Près de 78'000 personnes (77'500) ont manifesté en France, dont 8200 à Paris, selon le ministère de l'Intérieur, qui a recensé 136 actions dans tout le pays.

"On voit la colère qui s'exprime. Il y a un ras-le-bol, il faut que le gouvernement en prenne conscience. On est à un point de rupture", a déclaré Guislaine David, secrétaire générale du Snuipp-FSU, premier syndicat du primaire, lors de la manifestation parisienne jeudi après-midi, en présence notamment des candidats de gauche à la présidentielle Jean-Luc Mélenchon, Anne Hidalgo et Christiane Taubira.

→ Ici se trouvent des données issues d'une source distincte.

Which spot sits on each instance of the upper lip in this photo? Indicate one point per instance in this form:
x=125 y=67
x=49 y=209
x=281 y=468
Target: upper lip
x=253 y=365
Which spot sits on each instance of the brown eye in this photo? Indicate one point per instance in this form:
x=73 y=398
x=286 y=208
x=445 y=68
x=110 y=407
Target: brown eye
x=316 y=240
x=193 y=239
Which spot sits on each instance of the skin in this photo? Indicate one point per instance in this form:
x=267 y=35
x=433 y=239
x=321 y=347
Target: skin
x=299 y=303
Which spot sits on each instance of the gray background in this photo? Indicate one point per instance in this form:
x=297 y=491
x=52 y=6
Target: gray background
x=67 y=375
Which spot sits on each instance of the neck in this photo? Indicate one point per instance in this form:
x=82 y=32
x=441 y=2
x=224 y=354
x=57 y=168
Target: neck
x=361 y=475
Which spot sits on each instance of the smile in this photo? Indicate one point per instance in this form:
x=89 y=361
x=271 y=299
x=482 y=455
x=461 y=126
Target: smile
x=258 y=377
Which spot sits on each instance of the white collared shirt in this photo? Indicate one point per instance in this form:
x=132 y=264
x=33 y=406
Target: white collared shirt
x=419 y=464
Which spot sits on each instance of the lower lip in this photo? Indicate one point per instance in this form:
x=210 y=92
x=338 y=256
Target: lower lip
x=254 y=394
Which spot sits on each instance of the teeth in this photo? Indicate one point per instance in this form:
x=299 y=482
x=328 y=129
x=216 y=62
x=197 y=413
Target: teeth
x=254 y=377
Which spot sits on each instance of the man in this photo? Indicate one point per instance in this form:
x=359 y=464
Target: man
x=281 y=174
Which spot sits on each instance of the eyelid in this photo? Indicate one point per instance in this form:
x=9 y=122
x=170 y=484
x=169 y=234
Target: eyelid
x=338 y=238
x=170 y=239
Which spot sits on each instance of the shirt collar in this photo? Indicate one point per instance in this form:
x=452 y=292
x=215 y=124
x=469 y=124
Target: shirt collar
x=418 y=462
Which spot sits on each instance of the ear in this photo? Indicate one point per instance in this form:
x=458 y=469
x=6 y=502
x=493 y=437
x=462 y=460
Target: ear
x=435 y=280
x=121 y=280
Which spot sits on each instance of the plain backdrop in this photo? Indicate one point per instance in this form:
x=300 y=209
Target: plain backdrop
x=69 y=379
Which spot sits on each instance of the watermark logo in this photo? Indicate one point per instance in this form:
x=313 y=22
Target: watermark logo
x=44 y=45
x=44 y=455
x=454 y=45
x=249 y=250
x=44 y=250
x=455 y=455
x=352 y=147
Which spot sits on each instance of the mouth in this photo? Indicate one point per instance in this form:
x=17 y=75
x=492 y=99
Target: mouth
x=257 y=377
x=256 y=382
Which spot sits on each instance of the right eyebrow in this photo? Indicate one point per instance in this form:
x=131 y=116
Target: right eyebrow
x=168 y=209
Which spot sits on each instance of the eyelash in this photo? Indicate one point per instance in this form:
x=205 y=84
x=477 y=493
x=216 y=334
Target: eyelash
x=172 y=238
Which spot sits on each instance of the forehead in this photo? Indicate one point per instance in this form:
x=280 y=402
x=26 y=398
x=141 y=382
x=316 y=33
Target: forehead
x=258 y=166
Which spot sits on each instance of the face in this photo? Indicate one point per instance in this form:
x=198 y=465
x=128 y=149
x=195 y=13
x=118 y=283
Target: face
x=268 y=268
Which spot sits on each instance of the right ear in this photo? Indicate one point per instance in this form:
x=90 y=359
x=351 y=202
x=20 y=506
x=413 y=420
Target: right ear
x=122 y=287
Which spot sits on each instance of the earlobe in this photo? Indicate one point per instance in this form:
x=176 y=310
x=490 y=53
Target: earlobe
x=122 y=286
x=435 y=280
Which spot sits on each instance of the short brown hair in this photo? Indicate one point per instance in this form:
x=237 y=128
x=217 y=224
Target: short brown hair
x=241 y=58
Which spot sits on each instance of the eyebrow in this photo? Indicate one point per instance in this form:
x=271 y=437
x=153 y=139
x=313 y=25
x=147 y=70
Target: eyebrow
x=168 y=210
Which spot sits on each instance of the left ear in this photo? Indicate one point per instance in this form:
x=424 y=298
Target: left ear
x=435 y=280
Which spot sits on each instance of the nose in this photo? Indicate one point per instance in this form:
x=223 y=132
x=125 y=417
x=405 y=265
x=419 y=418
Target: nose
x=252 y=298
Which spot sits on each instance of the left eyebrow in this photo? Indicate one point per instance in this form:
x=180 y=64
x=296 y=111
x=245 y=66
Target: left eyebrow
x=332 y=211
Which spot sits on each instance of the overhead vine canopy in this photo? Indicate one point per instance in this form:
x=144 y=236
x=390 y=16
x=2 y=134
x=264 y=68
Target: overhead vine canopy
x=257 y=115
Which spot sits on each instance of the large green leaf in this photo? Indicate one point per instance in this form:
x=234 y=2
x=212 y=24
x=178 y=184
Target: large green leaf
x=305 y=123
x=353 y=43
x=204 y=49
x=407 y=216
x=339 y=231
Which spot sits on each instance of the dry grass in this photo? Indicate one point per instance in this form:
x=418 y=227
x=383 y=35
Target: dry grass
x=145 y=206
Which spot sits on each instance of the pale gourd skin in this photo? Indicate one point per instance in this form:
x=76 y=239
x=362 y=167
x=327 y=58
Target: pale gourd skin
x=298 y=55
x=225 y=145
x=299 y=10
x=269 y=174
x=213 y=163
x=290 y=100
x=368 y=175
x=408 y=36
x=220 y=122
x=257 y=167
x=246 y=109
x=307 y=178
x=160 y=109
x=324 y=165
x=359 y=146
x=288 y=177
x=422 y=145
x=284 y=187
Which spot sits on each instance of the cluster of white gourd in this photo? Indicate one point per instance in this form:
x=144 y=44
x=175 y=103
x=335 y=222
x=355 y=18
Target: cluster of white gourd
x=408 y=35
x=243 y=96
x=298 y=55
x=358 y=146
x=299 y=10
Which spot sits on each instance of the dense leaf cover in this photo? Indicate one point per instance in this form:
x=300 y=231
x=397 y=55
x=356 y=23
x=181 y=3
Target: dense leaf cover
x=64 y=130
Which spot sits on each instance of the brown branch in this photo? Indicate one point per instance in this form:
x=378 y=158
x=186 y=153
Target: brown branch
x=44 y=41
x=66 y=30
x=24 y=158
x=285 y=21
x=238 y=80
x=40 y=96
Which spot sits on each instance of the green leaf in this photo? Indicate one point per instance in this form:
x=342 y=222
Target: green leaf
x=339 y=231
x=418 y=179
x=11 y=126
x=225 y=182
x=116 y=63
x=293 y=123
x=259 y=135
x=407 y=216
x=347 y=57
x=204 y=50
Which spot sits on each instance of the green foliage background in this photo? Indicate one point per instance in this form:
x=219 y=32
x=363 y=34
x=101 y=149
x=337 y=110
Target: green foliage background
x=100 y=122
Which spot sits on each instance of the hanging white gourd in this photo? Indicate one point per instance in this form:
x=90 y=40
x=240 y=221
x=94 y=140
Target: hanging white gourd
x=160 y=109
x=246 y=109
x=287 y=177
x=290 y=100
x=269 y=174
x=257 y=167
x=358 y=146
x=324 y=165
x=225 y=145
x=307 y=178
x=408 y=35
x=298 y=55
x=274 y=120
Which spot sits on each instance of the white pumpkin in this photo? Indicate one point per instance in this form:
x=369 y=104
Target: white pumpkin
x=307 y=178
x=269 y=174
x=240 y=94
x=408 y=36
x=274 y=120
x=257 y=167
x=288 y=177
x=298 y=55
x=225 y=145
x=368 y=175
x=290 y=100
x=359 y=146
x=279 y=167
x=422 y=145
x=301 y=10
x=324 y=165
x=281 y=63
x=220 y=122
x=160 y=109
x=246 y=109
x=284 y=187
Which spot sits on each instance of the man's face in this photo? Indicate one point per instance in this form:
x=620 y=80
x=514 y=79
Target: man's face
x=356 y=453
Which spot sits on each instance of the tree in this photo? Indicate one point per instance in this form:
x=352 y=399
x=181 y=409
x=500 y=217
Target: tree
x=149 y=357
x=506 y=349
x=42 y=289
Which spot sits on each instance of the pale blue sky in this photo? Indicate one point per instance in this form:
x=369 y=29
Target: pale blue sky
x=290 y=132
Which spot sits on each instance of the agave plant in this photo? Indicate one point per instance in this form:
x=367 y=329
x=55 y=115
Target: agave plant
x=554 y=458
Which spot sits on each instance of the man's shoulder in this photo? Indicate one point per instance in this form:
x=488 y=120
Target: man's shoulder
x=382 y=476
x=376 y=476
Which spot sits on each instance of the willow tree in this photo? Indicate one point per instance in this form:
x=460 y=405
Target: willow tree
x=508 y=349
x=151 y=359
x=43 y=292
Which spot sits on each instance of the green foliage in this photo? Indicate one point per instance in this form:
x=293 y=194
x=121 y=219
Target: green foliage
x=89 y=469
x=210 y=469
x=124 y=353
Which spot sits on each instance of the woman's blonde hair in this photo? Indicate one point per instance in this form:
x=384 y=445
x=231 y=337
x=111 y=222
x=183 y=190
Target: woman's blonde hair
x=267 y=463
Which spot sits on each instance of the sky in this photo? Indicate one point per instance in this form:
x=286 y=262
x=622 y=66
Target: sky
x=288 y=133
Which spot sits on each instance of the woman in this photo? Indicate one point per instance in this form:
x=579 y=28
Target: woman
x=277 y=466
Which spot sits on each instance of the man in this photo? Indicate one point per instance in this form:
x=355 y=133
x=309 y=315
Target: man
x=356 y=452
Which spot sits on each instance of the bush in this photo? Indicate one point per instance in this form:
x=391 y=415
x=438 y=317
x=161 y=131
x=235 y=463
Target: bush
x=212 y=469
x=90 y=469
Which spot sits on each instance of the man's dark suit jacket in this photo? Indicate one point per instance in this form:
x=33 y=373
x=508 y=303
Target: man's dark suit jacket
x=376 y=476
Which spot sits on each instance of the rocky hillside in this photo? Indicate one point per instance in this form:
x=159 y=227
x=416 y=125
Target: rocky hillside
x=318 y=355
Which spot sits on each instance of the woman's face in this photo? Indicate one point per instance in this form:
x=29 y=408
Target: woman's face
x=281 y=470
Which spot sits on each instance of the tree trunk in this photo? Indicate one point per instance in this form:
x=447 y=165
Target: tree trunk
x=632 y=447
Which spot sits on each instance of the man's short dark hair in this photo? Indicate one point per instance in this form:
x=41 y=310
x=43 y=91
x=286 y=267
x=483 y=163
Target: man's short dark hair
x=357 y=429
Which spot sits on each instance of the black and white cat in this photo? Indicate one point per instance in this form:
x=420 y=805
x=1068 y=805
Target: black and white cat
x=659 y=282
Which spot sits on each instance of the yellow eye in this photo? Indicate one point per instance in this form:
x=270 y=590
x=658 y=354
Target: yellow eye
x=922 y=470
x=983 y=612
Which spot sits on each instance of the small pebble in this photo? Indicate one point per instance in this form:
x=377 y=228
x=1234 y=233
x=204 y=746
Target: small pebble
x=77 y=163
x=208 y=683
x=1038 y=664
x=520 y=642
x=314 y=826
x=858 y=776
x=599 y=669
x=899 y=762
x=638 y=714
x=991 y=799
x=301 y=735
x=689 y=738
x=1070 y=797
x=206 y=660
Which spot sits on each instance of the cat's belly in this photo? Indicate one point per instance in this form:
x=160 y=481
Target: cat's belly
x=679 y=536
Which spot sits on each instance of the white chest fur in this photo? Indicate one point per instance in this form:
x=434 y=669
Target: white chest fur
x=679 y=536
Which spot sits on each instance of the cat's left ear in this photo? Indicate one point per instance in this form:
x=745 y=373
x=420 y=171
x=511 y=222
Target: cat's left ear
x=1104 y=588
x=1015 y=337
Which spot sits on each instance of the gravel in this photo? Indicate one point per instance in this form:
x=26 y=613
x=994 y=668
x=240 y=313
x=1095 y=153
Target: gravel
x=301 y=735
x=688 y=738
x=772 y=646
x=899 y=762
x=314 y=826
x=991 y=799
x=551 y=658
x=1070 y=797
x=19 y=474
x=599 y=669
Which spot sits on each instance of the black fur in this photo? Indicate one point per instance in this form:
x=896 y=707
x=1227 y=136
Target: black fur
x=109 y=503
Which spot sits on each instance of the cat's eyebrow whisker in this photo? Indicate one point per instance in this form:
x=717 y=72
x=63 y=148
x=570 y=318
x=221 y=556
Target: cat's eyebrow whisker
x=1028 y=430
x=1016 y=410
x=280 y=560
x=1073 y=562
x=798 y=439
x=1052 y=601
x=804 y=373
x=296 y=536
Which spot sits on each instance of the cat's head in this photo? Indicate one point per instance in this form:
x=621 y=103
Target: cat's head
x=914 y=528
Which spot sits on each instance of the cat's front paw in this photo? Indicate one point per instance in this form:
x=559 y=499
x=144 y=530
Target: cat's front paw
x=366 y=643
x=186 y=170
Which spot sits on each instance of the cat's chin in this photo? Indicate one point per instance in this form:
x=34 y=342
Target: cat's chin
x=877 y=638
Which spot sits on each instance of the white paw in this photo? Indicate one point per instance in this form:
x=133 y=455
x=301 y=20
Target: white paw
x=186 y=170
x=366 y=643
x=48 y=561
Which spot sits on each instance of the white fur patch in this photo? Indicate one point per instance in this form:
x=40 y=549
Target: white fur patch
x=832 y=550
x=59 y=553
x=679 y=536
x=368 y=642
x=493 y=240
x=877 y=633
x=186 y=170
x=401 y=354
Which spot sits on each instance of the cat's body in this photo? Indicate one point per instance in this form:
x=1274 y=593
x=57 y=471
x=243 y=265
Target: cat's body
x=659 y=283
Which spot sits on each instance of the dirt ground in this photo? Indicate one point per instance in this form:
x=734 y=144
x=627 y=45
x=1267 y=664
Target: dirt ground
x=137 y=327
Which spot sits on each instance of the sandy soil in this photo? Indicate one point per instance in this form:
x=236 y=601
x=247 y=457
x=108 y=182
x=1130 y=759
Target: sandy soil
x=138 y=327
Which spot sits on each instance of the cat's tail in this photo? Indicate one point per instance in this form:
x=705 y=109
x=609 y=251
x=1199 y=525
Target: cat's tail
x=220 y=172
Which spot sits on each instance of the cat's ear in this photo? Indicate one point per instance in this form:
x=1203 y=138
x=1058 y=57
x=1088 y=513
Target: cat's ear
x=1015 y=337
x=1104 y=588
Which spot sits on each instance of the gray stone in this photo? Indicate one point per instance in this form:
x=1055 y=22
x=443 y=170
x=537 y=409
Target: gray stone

Près de 40% des enseignants en grève

Près de 38,5% des enseignants étaient en grève jeudi dans les écoles maternelles et élémentaires, selon le ministère de l'Education, et 75% selon le SNUipp-FSU, premier syndicat du primaire, qui a annoncé une école sur deux fermée et évoqué "une mobilisation historique". Dans les collèges et lycées, 23,7% des enseignants étaient mobilisés, selon le ministère. Le Snes-FSU, premier syndicat du second degré, a lui avancé le chiffre de 62% de grévistes.

L'ensemble des syndicats de l'éducation nationale, rassemblant enseignants mais aussi infirmières, AESH (accompagnants d'élèves en situation de handicap) ou personnels de vie scolaire, rejoints - fait plus rare - par les inspecteurs et chefs d'établissements, ont appelé à cette mobilisation, dénonçant "une pagaille indescriptible" en raison des protocoles sanitaires.

Ils ont été reçus à 18h30, à leur demande, par le premier ministre français Jean Castex au ministère de l'éducation, en présence du ministre Jean-Michel Blanquer. Son collègue de la santé Olivier Véran, tout juste testé positif au Covid-19, était connecté en visio-conférence.

A l'issue de cette rencontre, M. Blanquer a annoncé la mise à disposition de "5 millions de masques FFP2" pour les enseignants de maternelle sur demande et "plusieurs milliers" de remplaçants "pour faire face à la crise". Il a également annoncé que les évaluations pour les classes de cours préparatoires prévues en janvier seront "reportées à un délai qui reste à définir".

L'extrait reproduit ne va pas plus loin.